Place the name of that function in the available line of your new probe. there you can check for False. Cisco_CPU_a() <> "False"

This should cause your CPU testing probe to only be installed on Cisco devices when using auto discover... Or more specifically devices that respond with a value when SNMP queries the value.

[Error line] Disclaimer :) These error lines are kind of primitive, make sure you test them. I highly recommend reading the probe thread in the dude forum to get a feel for the code.

On the error line is where all the work is done, it will be in the format of - if (oid(""), "","failed") The description of "if" (in the functions panel) is "first parameter - condition, second - returned if condition yields logical true, third - returned otherwise"

The description of the error line is "if the return string is empty the service is assumed up". This can be confusing, if you return a value other than "" the probe will be in error and you will get a notification. Remember the IF function is "if X, return Y, else return Z". When the probe is in error Z will be sent to your notification.

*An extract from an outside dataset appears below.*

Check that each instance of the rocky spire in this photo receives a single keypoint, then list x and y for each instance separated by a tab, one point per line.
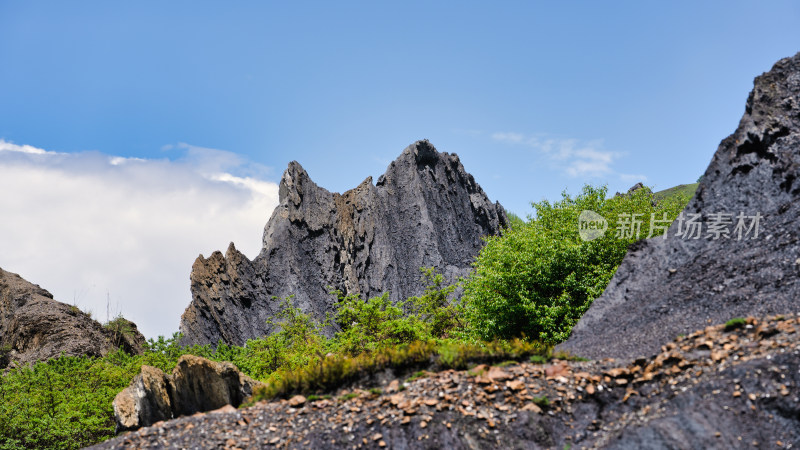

So on the error line put - if(oid("1.3.6.1.4.1.9.2.1.57.0"), "", "Cant read CPU") in English that would be if the oid exists return "" else return "Can't read CPU". But there is a problem, what if the CPU average is 0, well your probe will generate a notification and will be false. So use this instead. if(oid("1.3.6.1.4.1.9.2.1.57.0")<> "", "", "Cant read CPU") in English that would be ... if the oid is not equal to nothing, return true else return "Can't read CPU"

You might want to correct for a default design... the default poll times are using 30 second reads but they are negatively cached for 300 seconds. So a failed probe stays down for 5 minutes. The issue is negative cache time should be set only if there are no retries left, it is being set on the first poll. Which causes a single poll failure to cause the device to show down for that probe for a long time (relative to networks)...

Instead you can specify the cache time and negative cache time. if(oid("1.3.6.1.4.1.9.2.1.57.0",10,29)<> "", "", "Cant read CPU") if oid stuff, remember it for 10 seconds, If it fails remember that it failed for 29 seconds...

Now we want to know if CPU is not nothing OR is over 95% utilization. if(or(oid("1.3.6.1.4.1.9.2.1.57.0",10,29)<>"", oid("1.3.6.1.4.1.9.2.1.57.0",10,29)<95), "","CPU Problem") Don't do code like that...

Make a function to test your oid and create a better error line - [Both function and probe credit gsandul] if(Cisco_CPU_a()<>"False",if(Cisco_CPU_a() < 60, "", concatenate("Warning: high CPU =", Cisco_CPU_a(), "%")), "Failed read")

Notice that OIDs and Functions can be used interchangeably.

Math and other logic functions can be performed here as well. Say you are reading a Negative value like RSSI but want the graph to be positive. So you can send a notification if your wireless bridge signal is too weak. if((oid("1.3.6.1.4.1.9.2.1.57.0",10,29)*-1) <85, "", "Bridge signal low") I don't think this exact line works but hopefully you get the idea.

[Value line] Now it it time to Graph. In the Value line place the OID that you want to graph. oid("1.3.6.1.4.1.9.2.1.57.0",10,29)

if your OID has a lot of precision you can round it, many things can be fixed here with values that you want to graph.

round(oid("1.3.6.1.4.1.9.2.1.57.0",10,29))

[Unit line] In the unit put % if it is percent, put ms if it is in milliseconds... All the graphs with the same Unit will be graphed on one graph.

Leave the rate to none, that is how often the probe is executed and the default polling interval will be used. (I think)

Looking around you will find built in things like [Device.name] that can be used by your own probes and functions. I don't know where there is a list of them but you can find them in various functions settings and probes.

Lebowski

Edit: removed the incriminating evidence and touched up some SNMP, MIB and OID stuff. Also many edits to facilitate ease of reading. Improved "Available" section. Improved reading a little added more detail on probes and functions. Corrected errors, bold some text.